Eis outra contribuição que vos cabe dar: a da esperança: uma esperança baseada na fé em Deus e na fé nos destinos do homem; uma esperança alicerçada no trabalho humano e no amor à causa comum. Quando, por qualquer motivo, surgir o desespero, vós levareis esperança. Deste modo sereis os artífices da paz. Sabereis incutir confiança nos homens e demonstrareis aquele verdadeiro amor à pátria que consiste em respeitar e valorizar as pessoas, amá-las e promovê-las dentro do próprio território e reconhecer as características e a independência dos povos vizinhos.

7. Caríssimos Irmãos, não poderia esgotar, neste breve encontro fraterno, a ampla problemática que envolve vosso trabalho pastoral. Abrindo-vos o coração, quero, acima de tudo, manifestar meu apreço pela obra que realizais e minha estima por vossas pessoas. O Papa está convosco e vos acompanha com fraterna solicitude.

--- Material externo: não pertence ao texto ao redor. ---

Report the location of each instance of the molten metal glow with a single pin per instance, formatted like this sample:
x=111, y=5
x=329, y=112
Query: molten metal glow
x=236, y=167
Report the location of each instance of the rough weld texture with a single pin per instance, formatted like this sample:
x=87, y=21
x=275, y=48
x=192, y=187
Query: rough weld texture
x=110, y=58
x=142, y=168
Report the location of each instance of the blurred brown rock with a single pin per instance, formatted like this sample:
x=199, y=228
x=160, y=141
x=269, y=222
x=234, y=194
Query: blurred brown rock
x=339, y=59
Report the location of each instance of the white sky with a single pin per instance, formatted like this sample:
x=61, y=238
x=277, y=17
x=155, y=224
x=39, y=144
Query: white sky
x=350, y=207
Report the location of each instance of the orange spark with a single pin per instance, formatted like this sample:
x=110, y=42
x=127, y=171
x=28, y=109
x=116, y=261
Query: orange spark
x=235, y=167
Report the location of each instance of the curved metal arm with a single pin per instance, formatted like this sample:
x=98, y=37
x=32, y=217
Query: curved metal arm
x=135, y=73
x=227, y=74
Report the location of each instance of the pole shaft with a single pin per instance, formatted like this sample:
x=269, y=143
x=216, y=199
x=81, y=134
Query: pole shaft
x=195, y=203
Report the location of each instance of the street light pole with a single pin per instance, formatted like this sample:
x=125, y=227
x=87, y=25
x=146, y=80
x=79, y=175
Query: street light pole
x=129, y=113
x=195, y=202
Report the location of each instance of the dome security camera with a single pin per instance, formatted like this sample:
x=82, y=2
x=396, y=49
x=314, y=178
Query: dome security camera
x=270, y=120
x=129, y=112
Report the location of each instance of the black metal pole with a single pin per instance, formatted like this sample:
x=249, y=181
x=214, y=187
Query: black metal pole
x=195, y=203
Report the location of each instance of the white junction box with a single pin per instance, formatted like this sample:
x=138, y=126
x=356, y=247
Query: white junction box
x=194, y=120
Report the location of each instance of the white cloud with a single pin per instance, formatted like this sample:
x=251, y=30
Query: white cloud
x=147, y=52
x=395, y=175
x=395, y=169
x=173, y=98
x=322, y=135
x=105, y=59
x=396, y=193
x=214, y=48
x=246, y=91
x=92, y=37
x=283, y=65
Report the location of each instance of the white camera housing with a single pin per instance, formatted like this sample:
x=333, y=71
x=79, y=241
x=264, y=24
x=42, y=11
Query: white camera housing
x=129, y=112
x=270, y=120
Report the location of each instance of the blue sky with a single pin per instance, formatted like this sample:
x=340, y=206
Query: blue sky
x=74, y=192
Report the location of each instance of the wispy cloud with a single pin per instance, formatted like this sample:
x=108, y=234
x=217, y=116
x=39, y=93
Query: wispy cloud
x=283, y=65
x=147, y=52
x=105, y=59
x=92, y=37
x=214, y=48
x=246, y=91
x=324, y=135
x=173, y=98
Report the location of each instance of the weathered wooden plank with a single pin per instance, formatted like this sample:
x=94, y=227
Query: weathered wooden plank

Para concluir quereria ainda chamar vossa atenção para Aquele que é a razão de vossa vida e de vosso trabalho: Jesus Cristo. É Ele quem vos anima neste momento e vos acompanha em todas as situações, tanto prósperas como adversas. Tende sempre presente sua palavra de estímulo, mormente quando o peso da responsabilidade parece fazer vacilar o passo: “Coragem, Eu venci o mundo”.

Sim. Mesmo quando se levantaram borrascas e o barco da Igreja parecer em perigo, lembrai-vos de que Jesus está convosco. Ele não vos abandona nunca. Porque pois temer, à semelhança dos discípulos em meio à tempestade do mar de Galileia? Eis a razão de nossa esperança, eis a certeza de nossa vitória: a nossa fé em Cristo, Salvador do mundo.

Que o Senhor vos cumule de todos os bens, vos ajude a caminhar felizes, orientando com segurança o povo que vos está confiado. E em penhor de abundantes graças divinas, dou-vos minha Bênção, extensiva à vossa Conferência Episcopal e a cada uma de vossas comunidades diocesanas.